以前の記事(2025年1月公開)でも紹介したように、生産者を支援するPBブランドや、消費者と生産者が共につくるブランドが食品分野で増えています。アパレル産業においても同様に、フランスやヨーロッパでの生産、ストーリーのあるものづくりなど、生産過程が見えるブランドや認証制度が増え、多くのフランス人が「モノを持つこと」そのものを改めて考え始めています。その背景には、フランス人の価値観があります。関心のある活動に参加し、自分の意思を示し、社会に変化をもたらす。そうした姿勢を自然に持つ人が多いのです。ファッションにおいても、この考え方は少しずつ定着しつつあります。
例えば25年11月、パリ市庁舎前にある老舗デパートBHVにオープンした中国のファストファッションブランド「SHEIN」。この出店に対する抗議は、政府をも巻き込んだ社会現象となりました。過剰生産や労働問題を背景とするファストファッションに、多くのフランス人が疑問を投げかけているのです。
そんなパリで、平日の仕事帰りの夜に女性達の行列ができるアパレルブランドがあります。13年、オンラインショップのみでスタートした「Sézane(セザンヌ)」。その人気は、今や世界へと広がっています。毎月発表されるコレクションは、飽きられることなく人々を惹きつけ続けています。なぜこれほどまでに人を惹きつけるのでしょうか。そこには、日本人が思い描くパリのイメージと、リアルとの微妙な差異があるように思います。

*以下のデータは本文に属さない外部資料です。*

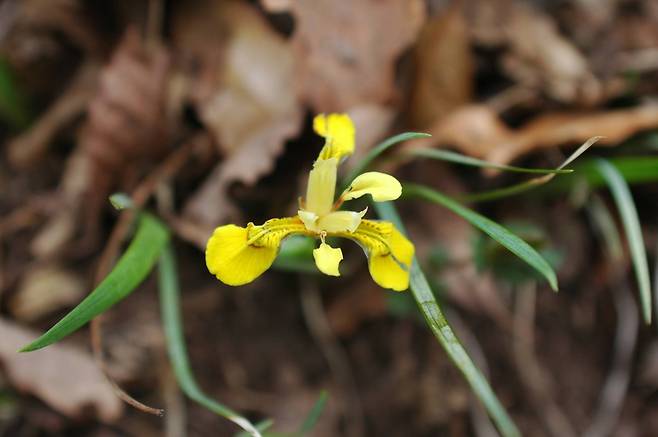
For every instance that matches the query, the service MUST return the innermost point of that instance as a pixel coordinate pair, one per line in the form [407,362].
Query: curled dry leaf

そんなことを考えながら、セザンヌのPRである内田さんのご案内でパリ本社を訪れ、創業者モルガン・セザロリーにインタビューを行いました。
ーーセザンヌというブランドを理解するためには、まず出発点に立ち返る必要があると思います。ブランド設立の経緯には、今日のブランドの思想を読み解く手掛かりがありそうです。なぜセザンヌを立ち上げようと思ったのか、その経緯を教えてください。
17歳のとき、高校を辞め、自由と創造への強い欲求に突き動かされるように独学で学業を続ける道を選びました。ちょうど同じ頃、姉がロンドンに移住し、ヴィンテージの服がぎっしり詰まった大きなスーツケースを3つ残していったのです。私は昔から、ボタンや縫製、ラインに宿るディテールに強く惹かれていました。そこで、それらの服に手を加え、シルエットを整え、丁寧に写真を撮ってeBay(世界最大のマーケットプレイス)で販売し始めました。
すると間もなく、私の活動を支持してくれる小さなコミュニティが生まれ、自分自身のデザインに自信を得るようになりました。こうして、リメイクしたヴィンテージと並んで、オリジナルのアイテムも加わるようになります。これが、少量生産・限定販売の「ドロップ」という形で展開した、セザンヌの最初の一歩でした。ブランドへの期待が高まるにつれ、チームをつくり、少しずつ規模を広げていきましたが、常に大切にしてきたのは、顧客との近さ、ディテールへの愛情、そしてすべての服に宿る喜びと自由の感覚です。この冒険から、セザンヌは生まれました。
ーーブランドを形づくるもう一つの重要な要素は、顧客との関係だと思います。セザンヌは、顧客のどのような欲求を満たしたいと考えていますか?
私たちが目指しているのは、適正な価格で提供される、時代を超えて愛される服です。長く着られ、ストーリーを持ち、自然とそれぞれのワードローブに溶け込むような一着。そしてなにより、世界中の女性が「着ることを楽しめる」服をつくりたいと考えています。日常のベーシックから、シーズン性のある特別なアイテムまで含めてです。
ーーセザンヌの世界観を語るうえで欠かせないキーワードが「パリ」だと思います。ですが、そのパリとは単なる都市名以上の意味を持っているようにも感じます。セザンヌにとって、パリとはどのような存在でしょうか?
パリという街は、私たちの拠点であり、尽きることのないインスピレーションの源です。美術館、アーティスト、隠れた庭園、小さな書店など……たとえばロマン派美術館やラ・カルトゥーシュ書店のような場所には、私が大切にしている小さな魅力が息づいています。セザンヌを通して共有したいのは、まさにこのようなパリの姿です。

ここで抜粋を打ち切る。